Big small data

We really like the concept of small data. It seems to be well suited for the data analysis revolution that we are currently in. A lot of data about ourselves, our behavior, interactions and environments are collected on daily basis; and with the Internet of Everything there will only be more of them. As analysis techniques, from basic to highly specialized, are becoming more available for applications, the new challenges are what to do with data, what questions to ask and how to use the answers. Small data and related paradigms may indicate an interesting path towards turning available data into meaningful and actionable information that could be smoothly integrated into our daily lives.

Small data are relevant for their users

The concept of small data has been discussed for a few years and there are some interesting efforts to develop its definition. Small data are definitely not about size. They are also not necessarily about being always understood by a user, as the user may be not only an individual, but may be a group or an organization. Small data are however about being relevant for a user, immediately or potentially – i.e. after processing. Small data can be output of an analysis (including big data solutions) as well as input for the process. They can be human sourced, process mediated or machine generated. They can include unstructured elements and imperfections. They are often personal, unique and subjectively valuable, from sleep and activity records, through streams of financial transactions to family histories stored in digitized photographs. In every case small data exist in a well-defined context of users’ needs, requirements and preferences and are usually associated with some decision processes.

Despite emphasis on the small aspect of data, this concept is not in opposition to big data. The practical approaches related to these concepts can actually be complementary. Big data solutions can lead to amazing results. With practically unlimited storage, bandwidth and computing power, they create opportunities for conducting advanced analysis on entire populations rather than only on limited subsets. But this also means that the goals of such efforts are usually “big” and not always close to the “small” goals of individual users. In some cases, they can even be in conflict, especially when data ownership, transparency or privacy are added to the equation. Small data can very often be smoothly integrated with big data solutions, but small data analysis scenarios should be always build around user’s goals and priorities.

Small data analysis can solve big problems

These considerations may seem theoretical, but they may have very practical consequences, as focusing on small data can lead to new paradigms for designing data analysis solutions.

Small data analysis is about simplicity, focus on practical scenarios, connection to problem domains, with well-defined goals and expectation of inherently useful results. It is the bottom-up engineering approach that starts with available data, clear questions, and basic methods that can be quickly applied. In further steps, the process can be incrementally expanded as the context becomes better understood and more sophisticated methods can be selected for specific scenarios. Starting a data analysis project with advanced AI algorithms may be very tempting, but will not necessarily lead to the expected results. At the beginning, there are usually a lot of small treasures hidden in available data, treasures which can be extracted using relatively simple tools. Advanced techniques are more useful at later stages, when more complex questions are identified, and simple answers are no longer easy to find.

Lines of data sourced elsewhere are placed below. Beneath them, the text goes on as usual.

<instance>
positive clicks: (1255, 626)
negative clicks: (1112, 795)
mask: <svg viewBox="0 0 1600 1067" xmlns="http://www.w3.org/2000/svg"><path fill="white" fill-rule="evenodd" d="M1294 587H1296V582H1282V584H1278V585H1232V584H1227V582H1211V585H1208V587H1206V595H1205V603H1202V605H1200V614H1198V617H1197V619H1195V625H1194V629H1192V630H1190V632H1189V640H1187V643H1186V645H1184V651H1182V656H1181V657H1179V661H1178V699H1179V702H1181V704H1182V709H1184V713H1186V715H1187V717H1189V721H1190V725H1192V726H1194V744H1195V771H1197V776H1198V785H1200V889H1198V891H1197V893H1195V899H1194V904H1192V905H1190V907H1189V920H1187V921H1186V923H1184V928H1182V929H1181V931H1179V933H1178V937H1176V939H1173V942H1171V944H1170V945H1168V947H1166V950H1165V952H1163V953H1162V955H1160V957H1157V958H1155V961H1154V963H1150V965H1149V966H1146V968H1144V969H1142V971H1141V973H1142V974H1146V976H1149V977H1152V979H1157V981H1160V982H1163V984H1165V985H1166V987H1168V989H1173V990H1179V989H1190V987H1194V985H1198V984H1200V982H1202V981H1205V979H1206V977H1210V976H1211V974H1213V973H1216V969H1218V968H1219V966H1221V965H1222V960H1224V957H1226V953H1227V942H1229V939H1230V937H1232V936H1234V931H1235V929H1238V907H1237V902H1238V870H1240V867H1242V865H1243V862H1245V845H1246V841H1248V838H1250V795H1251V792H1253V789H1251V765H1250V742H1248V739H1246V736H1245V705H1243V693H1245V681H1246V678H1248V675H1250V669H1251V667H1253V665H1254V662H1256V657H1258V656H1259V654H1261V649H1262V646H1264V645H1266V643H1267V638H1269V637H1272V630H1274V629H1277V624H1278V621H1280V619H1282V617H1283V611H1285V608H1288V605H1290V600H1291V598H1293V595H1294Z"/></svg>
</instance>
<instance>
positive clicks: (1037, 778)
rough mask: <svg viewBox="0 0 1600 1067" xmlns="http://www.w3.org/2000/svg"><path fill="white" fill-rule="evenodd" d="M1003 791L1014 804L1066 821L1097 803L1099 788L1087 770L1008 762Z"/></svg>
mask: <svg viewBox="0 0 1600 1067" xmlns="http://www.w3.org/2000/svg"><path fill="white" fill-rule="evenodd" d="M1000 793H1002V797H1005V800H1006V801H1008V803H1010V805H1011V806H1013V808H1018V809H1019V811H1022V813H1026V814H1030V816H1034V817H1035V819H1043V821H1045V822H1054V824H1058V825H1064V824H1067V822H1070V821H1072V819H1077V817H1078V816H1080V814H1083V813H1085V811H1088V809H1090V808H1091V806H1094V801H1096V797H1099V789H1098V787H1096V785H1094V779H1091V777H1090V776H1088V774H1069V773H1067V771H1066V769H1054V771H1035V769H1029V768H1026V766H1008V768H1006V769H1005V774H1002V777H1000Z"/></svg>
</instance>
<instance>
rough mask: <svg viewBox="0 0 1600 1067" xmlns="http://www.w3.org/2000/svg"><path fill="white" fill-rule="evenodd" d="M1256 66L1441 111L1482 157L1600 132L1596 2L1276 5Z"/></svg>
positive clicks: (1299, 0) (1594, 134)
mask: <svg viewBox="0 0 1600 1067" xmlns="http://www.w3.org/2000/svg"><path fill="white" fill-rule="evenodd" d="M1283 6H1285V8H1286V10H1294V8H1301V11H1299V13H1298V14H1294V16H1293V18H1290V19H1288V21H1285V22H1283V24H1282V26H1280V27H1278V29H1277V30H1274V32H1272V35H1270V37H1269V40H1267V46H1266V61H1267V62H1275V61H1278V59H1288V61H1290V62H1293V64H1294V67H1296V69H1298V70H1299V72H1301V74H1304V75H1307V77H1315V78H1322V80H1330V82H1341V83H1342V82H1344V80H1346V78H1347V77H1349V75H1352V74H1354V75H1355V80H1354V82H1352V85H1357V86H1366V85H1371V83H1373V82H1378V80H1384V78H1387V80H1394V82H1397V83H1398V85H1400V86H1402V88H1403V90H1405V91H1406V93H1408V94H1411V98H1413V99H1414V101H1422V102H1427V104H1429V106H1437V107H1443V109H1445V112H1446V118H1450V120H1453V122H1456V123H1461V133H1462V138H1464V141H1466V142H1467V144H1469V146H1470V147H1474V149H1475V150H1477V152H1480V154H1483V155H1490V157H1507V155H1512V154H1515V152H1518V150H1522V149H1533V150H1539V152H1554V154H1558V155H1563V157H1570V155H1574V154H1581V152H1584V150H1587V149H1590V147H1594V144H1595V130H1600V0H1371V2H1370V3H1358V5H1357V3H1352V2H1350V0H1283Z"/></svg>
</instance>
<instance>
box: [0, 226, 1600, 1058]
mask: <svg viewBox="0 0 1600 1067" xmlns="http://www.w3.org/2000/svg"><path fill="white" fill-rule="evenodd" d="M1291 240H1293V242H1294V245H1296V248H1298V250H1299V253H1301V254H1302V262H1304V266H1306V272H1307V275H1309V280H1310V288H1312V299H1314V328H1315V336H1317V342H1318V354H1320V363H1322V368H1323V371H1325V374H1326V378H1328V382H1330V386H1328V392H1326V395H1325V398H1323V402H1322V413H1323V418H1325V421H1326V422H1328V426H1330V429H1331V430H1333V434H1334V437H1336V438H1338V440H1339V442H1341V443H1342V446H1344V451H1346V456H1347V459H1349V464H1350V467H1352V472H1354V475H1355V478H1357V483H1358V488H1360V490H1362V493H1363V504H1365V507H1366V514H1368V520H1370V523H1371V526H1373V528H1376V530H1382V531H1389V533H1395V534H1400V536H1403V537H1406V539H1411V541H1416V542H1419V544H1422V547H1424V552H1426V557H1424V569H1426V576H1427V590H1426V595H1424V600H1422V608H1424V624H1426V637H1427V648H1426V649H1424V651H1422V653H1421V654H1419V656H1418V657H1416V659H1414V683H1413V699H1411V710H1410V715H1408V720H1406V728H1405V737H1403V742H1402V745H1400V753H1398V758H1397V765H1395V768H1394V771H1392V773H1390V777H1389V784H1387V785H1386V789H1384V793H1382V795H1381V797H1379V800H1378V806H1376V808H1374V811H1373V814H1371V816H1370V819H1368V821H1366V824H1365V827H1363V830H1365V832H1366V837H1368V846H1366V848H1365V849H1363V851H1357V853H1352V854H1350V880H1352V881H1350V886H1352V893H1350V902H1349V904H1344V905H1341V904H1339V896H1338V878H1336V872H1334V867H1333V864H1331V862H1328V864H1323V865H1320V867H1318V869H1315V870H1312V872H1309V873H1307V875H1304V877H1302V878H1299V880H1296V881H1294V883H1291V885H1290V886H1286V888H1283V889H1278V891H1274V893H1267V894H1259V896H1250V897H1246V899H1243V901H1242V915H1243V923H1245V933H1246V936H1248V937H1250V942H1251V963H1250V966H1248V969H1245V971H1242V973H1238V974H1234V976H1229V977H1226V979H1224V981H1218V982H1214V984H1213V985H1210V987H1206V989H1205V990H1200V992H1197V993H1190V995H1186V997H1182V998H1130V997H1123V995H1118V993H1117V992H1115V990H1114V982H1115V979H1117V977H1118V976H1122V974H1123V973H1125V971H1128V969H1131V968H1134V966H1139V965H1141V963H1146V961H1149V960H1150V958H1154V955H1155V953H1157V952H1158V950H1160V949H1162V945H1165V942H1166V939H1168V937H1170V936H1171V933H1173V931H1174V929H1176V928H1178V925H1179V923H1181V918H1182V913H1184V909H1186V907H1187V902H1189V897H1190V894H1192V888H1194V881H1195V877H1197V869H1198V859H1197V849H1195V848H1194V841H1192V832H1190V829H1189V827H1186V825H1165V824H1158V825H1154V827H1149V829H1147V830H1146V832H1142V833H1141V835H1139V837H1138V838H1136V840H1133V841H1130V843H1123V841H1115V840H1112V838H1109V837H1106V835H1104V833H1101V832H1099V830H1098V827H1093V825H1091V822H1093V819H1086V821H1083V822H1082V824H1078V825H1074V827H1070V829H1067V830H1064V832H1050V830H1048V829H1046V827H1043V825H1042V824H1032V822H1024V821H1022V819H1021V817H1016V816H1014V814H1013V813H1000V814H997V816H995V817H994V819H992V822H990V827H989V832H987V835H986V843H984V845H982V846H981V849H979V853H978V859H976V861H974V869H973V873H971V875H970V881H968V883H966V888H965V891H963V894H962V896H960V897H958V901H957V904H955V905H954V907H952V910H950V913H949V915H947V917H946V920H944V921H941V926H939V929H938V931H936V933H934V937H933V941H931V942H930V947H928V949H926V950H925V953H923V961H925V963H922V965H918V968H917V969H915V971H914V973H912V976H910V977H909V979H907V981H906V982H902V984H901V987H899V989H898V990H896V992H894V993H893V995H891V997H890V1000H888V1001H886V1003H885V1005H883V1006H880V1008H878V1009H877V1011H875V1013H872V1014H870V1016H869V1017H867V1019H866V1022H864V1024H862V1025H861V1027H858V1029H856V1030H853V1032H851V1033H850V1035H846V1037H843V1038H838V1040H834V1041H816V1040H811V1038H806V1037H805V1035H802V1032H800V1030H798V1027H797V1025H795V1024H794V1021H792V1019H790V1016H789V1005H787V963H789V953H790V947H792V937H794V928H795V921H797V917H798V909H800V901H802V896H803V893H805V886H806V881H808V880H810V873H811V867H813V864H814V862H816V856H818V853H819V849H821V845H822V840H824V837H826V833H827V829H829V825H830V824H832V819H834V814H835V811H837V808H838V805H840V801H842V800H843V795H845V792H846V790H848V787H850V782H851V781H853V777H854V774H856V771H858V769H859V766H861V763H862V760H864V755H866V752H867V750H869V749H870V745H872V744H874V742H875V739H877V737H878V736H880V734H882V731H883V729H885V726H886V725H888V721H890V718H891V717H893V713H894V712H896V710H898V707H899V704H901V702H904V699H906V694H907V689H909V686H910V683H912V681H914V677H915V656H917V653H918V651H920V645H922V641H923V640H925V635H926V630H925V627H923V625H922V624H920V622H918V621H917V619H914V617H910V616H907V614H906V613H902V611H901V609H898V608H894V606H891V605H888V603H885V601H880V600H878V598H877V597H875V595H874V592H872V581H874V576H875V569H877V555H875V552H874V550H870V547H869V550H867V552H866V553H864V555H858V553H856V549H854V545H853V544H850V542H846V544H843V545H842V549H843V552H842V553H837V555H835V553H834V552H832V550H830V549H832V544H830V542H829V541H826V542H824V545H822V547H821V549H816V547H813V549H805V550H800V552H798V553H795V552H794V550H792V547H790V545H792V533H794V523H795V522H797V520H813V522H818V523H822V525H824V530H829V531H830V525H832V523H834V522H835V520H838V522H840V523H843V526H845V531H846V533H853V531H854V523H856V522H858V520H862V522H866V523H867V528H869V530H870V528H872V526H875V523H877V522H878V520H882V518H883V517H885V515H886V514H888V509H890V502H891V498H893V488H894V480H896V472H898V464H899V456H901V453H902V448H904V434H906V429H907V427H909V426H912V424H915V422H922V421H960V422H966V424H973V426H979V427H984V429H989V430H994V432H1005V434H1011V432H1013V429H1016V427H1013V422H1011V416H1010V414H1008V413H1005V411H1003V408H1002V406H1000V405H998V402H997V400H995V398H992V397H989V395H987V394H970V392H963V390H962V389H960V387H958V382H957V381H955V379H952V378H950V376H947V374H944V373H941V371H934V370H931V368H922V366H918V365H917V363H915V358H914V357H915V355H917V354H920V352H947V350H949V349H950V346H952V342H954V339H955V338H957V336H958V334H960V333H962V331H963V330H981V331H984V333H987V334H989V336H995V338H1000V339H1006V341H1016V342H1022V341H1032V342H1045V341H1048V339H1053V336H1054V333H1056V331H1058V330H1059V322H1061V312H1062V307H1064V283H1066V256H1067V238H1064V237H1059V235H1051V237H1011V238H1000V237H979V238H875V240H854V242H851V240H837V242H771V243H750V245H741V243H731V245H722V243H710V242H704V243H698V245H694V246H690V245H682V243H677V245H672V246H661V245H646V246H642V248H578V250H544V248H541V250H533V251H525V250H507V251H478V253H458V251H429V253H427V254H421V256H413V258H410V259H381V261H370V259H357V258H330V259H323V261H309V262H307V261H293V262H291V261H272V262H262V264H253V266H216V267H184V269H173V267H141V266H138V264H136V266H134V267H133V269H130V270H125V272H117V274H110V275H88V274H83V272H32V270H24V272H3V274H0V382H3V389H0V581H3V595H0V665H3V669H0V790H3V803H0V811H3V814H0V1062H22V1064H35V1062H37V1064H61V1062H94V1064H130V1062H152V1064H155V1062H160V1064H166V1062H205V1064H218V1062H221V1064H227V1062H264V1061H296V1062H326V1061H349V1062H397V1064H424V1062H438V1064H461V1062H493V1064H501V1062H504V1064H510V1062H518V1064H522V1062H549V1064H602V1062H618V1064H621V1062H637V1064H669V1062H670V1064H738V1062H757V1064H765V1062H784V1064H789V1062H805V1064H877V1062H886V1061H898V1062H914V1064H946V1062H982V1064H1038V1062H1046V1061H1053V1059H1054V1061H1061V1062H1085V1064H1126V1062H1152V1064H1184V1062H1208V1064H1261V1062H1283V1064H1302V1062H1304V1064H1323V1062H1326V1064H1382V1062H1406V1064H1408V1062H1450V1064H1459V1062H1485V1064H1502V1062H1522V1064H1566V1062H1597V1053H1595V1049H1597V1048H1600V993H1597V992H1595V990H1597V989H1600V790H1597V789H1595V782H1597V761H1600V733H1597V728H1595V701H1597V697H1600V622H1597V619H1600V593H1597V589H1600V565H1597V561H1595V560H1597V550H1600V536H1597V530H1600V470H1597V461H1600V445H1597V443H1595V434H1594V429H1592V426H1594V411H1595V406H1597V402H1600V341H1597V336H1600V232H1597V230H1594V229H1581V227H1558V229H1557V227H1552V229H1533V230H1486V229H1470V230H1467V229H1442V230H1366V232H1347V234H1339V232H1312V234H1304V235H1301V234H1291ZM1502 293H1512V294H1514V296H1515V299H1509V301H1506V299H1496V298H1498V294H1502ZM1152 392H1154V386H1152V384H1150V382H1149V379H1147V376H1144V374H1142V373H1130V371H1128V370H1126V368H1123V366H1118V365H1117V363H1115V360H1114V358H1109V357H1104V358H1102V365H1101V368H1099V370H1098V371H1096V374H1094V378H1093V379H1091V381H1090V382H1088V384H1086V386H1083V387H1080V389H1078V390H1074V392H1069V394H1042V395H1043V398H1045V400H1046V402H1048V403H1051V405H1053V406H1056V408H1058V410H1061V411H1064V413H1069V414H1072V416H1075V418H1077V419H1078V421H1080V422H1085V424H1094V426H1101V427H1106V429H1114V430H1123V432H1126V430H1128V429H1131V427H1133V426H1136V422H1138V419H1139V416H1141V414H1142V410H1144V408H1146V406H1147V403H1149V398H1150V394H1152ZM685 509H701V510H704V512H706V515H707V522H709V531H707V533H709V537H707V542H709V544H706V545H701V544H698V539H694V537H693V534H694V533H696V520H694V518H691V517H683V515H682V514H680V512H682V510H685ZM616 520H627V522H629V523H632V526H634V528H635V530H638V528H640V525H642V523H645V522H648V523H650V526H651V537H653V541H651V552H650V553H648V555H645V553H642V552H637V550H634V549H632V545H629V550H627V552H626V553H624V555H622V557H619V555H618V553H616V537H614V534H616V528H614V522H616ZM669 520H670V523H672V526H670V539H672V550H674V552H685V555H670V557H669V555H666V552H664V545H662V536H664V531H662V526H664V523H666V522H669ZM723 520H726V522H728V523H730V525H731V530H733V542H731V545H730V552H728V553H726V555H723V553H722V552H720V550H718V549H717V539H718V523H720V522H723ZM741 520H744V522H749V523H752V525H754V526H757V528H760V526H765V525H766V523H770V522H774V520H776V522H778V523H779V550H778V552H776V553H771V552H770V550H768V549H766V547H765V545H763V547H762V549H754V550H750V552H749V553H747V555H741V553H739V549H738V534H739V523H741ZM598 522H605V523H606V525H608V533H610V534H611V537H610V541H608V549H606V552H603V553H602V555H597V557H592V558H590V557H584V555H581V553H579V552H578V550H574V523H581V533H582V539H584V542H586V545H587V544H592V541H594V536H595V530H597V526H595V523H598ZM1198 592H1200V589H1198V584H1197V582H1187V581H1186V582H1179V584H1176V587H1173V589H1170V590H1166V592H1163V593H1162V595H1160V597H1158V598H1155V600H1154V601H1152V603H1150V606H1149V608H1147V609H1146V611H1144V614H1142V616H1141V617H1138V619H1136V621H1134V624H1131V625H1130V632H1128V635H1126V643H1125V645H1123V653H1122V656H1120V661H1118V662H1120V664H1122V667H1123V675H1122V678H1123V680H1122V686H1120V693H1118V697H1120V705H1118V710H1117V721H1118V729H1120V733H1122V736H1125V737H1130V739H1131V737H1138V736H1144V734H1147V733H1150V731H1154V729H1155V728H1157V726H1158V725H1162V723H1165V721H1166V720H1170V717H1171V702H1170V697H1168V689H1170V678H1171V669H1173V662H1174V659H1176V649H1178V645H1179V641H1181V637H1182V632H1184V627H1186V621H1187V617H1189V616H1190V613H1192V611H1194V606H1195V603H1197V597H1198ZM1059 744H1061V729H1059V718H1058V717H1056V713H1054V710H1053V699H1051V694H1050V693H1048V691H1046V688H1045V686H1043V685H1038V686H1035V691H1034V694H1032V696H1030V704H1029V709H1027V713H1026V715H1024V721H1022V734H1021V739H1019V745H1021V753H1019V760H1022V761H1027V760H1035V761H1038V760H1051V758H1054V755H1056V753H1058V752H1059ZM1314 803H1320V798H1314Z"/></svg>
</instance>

Small data are about providing value for their users. We find the concept especially useful as one of the foundation elements for defining personal analysis spaces, i.e. contexts for executing data analysis processes focused on individual goals with full control over data sharing (or accepting external streams) and tailored experiences. Emphasis on the personal aspects of analysis obviously doesn’t imply isolation or any other limitations. Similarly, a focus on the simplicity of solution’s design doesn’t mean restrictions to simple applications. On the contrary, small data analysis and the paradigm of incremental expansion seem to be very well suited to applications in complex domains, like digital healthcare. In this case, a system designed with a focus on a user and small data might enable brand new scenarios, based on data that users would not feel comfortable sharing and submitting to big data solutions.

Small data will need new rules and contracts

Small data analysis is in a sense an extremely user-centered approach to data processing. As such it can create unique opportunities to better understand users’ needs, requirements and preferences. Understanding of user’s context can lead to improving the value of results of data analysis, but also to more accurate specifications of technical requirements for design of data analysis solutions, with special emphasis on data flows, dependencies and trust boundaries. Small data have great potential value, especially when it comes to data generated, directly or indirectly, by users themselves. Privacy concerns are only the beginning of the story. The rules and contracts for handling small data (and ultimately benefiting from them) are yet to be determined.